Redazione DottNet | 04/11/2008 10:19

Acido-ursodesossicolico malattia-epatica

L’acido ursodesossicolico (UDCA) può migliorare significativamente alcuni parametri epatici e la situazione clinica di bambini con malattia epatica non severa associata a deficit di ZZ alfa1-antitripsina (AAT). Presso il Centro pediatrico per atresia biliare in Francia è stato effettuato uno studio su 42 bambini con tale affezione, che sono stati trattati con UDCA 30mg/kg/die e sottoposti annualmente ad un follow-up clinico e biochimico.
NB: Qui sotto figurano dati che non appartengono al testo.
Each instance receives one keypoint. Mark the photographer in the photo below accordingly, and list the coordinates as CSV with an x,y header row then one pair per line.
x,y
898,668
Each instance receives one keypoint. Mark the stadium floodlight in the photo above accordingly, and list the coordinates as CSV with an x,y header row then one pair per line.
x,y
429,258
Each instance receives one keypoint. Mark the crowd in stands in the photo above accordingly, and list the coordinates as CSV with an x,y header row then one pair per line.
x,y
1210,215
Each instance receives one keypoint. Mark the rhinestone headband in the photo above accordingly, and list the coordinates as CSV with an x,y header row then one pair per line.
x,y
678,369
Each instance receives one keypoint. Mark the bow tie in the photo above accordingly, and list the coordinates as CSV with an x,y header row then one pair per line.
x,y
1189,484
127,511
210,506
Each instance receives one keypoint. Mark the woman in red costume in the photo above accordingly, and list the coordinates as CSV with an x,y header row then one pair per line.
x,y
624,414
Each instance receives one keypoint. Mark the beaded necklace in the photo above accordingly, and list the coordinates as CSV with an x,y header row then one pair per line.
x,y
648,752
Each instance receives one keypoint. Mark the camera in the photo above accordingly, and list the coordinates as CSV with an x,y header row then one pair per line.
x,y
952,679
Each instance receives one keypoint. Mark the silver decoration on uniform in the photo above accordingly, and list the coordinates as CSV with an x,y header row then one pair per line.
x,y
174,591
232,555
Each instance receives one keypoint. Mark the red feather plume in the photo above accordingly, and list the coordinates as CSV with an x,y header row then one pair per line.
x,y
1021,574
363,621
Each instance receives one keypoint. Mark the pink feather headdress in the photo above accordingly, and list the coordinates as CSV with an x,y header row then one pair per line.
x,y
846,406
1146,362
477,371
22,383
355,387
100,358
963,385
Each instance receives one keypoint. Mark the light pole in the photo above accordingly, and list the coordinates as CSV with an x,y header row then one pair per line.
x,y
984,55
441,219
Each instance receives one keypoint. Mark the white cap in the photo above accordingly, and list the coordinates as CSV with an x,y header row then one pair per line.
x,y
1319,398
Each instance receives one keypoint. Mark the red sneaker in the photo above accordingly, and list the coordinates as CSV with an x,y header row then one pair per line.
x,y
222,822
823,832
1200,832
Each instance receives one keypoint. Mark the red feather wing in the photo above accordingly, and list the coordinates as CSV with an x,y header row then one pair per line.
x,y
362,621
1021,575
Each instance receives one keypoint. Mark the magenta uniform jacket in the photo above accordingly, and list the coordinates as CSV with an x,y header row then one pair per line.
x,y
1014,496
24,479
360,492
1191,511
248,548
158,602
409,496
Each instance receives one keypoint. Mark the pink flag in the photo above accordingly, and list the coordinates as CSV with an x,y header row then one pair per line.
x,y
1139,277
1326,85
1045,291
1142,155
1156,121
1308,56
I bambini sono stati suddivisi in tre gruppi di studio. Nel gruppo 1, in 22 bambini il valore dell’enzima gamma-glutamil-transpeptidasi (GGT), inizialmente di 7.4 x N, ha raggiunto livelli normali dopo un trattamento medio di 2.6 anni con UDCA; 16 tra questi bambini hanno utilizzato UDCA in modo discontinuo; altri 11 bambini hanno avuto ricadute ed i test epatici sono tornati nella norma solo dopo utilizzo di UDCA; in altri 5 bambini i valori sono tornati normali nell’arco di un periodo medio di 2.5 anni. Nel gruppo 2 in studio, in 11 bambini, con valori iniziali medi di GGT pari a 12.8 x N, i risultati dei test epatici sono migliorati dopo un trattamento medio di 2.3 anni. Nel gruppo 3, in 9 bambini con valori iniziali di GGT pari a 33.8 x N, la situazione epatica è degenerata in cirrosi ed in 7 bambini è stato necessario trapianto di fegato.
Dunque, nel gruppo 1 la maggior parte dei bambini ha ottenuto una normalizzazione dei valori epatici dopo trattamento con UDCA, rispetto ai bambini del gruppo 3. I livelli iniziali di GGT e di bilirubina totale erano significativamente più bassi nei bambini del gruppo 1 rispetto ai bambini del gruppo 3. Valori iniziali combinati di GGT< o = 5.5 x N e di bilirubina totale < o = 66 micromol/L erano associati con una normalizzazione dei risultati dei test epatici nel 90% dei bambini.
Nel complesso, UDCA ha migliorato significativamente lo stato clinico ed i risultati dei test epatici in bambini con malattia epatica associata a carenza di ZZ AAT, ma non affetti da un più severo coinvolgimento epatico, ed è stato evidenziato che i valori iniziali di GGT e bilirubina possono essere prognostici dell’efficacia terapeutica.